In fact, the law was technically flawed and was described as more theatre than policy. Under the draft law, ‘misrepresentation’ in the form of pseudonyms was forbidden; had the law been passed, it would have criminalized an entire generation in a country where almost everyone uses pseudonymous email accounts. and this form of electronic misrepresentation was forbidden under the draft law. Under Article 3, the law further criminalized using a computer to commit crimes against the country’s “unity,” “politics,” and “interests.” There are more than 2.6 million Facebook users in Iraq and many sites are used for local campaigns and political forums–all speech potentially criminal under the draft law.

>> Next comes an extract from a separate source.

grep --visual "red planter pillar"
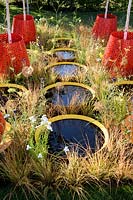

The withdrawal of this law is a major success, but freedom of expression and conscience in Iraq is far from guaranteed. The next step is for civil society to campaign for a right to information law, in order to guarantee Iraqi citizens have access to critical information about their elected officials, governance, and national resources. Civil society and media organizations should press for the Parliament to rescind the Journalists’ Rights Law, revoke the draft Freedom of Expression and Association Law, and redraft the draft Political Parties Law.
This week’s victory is an indication that Iraq’s young people will be a force for change in the region. Tech-savvy and angry, they are tired of empty promises and venal politicians: with three elections on the horizon over the next 12 months Iraq’s increasingly forceful digital space is set to be an interesting and vibrant venue for change.
Jacky Sutton is a ICT law and development expert. She spent 10 years in Iraq working with UNDP and IREX on media development, and through IREX was engaged in the fight against the Iraqi Cybercrime Bill. She is currently working with the Iraqi election commission to promote transparency and accountability in electoral processes.